The Individualistic Meaning of Ethics and Society
The meaning of ethics has most often been tied to individual behavior and to the collective additive behavior of individuals forming a social entity. The same kind of ethical relations also impinges on tribes, clubs, groups, community, nations, businesses and society. In such a meaning of ethics the implication of rational behavior derived from rationalistic meaning of reasoning and freedom abounds. Consequently, almost in all applied fields of thought, such as economics, finance, science, and thereby society, the notion of individualistic ethics in the form of methodological individualism remains the dominant defining praxis.
On the other hand, philosophical and sociological perspectives of ethics invoke a wider field of comprehension of ethics and society. But the treatment is much more a grand prescription rather than a mode of distilling how such a grand model can be actually applied. An example is that of endogenous ethics in social relations of the powerful and the weak, be these customers or businesses.

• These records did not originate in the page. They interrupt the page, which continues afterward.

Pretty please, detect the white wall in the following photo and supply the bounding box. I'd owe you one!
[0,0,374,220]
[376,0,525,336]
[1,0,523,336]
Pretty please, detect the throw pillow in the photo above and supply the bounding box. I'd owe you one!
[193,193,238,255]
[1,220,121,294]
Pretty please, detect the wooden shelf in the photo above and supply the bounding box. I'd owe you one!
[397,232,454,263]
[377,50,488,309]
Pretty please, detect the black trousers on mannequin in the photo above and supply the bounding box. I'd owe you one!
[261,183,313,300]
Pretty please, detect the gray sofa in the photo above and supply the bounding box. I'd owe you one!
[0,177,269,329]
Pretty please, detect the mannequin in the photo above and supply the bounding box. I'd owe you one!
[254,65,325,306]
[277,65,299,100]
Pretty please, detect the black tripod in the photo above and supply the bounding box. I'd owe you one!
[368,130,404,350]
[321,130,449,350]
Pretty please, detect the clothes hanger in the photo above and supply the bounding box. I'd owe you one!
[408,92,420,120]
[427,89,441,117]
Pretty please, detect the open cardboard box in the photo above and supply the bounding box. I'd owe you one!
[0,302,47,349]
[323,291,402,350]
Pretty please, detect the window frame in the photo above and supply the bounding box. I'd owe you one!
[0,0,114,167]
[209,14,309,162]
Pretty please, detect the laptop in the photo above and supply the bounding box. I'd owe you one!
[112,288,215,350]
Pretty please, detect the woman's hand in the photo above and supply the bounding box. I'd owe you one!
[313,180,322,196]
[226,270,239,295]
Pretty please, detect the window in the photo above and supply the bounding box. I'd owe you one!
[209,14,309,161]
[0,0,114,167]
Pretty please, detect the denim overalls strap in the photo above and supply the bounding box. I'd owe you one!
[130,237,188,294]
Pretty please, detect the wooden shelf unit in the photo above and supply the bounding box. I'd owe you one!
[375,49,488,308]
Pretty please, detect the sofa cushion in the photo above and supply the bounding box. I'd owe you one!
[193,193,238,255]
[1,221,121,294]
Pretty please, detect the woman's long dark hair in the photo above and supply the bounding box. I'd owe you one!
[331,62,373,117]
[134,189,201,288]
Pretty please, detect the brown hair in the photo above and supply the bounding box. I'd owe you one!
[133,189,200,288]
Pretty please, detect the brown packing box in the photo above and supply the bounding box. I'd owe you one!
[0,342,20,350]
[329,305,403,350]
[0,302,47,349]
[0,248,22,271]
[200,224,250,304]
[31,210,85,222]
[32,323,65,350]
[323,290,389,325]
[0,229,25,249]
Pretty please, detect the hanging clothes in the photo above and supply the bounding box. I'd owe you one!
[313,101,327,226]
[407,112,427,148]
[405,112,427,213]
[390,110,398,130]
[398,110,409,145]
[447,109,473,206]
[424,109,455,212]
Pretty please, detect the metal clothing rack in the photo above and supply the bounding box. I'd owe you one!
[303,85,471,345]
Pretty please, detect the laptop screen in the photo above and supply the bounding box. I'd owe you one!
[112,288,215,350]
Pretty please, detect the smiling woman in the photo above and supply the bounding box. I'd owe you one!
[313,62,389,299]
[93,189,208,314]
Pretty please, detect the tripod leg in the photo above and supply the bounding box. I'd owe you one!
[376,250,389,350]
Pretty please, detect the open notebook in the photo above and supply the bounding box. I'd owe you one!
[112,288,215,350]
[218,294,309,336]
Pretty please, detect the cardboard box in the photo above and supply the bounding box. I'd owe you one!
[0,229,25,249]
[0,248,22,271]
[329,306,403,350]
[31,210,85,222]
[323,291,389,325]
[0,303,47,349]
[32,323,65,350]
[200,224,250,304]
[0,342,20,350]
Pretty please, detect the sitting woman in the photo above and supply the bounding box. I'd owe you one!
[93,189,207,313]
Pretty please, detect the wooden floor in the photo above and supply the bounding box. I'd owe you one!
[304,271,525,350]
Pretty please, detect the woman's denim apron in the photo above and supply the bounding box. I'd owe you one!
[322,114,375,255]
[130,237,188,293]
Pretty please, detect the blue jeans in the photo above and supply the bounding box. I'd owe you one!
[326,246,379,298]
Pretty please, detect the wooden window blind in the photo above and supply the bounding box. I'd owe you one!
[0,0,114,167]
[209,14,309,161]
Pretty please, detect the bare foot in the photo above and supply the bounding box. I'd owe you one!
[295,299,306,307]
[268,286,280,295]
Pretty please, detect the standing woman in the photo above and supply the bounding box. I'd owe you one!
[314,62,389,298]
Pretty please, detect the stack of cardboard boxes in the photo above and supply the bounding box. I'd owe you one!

Thus, there are two extremes of the meaning of ethics that make it dysfunctional as a practical ontological category of human consciousness, reasoning, and application. These are the approach and practice of methodological individualism in which ethical behavior remains exogenously introduced in business relationship as an example of social relations. An example of this is the hidden insurance cost of customer satisfaction that the customer pays for large firms to get the benefit of this service. On the other hand, there is the endogenous consciousness of ethics in buyer and business relations, particularly found with small firms, where the deontological consciousness determines the social trust. There is no price tag to this kind of internalized value of social trust in customer-business relations, and between large and small firms and businesses with clients in general. Such social trust is found to prevail in microenterprises and small and medium size firms by way of an endogenous ethics of trust. This is costless; no extra price is added in a hidden way, and increased customer trust on such businesses.
It is thereby important to address the following questions in this scenario of ethics, behavior and their enforcement in the emergent kinds of business relations in social trust: What and how are the preferences of customers and businesses formation in the endogenous ethical relations between them? How is the reinforcing behavior of endogenous ethics based on social trust established between customers and businesses? What is the legitimacy for continuance of such a self-reinforcing relationship contrary to the methodological individualism of utilitarianism and individualistic ethics?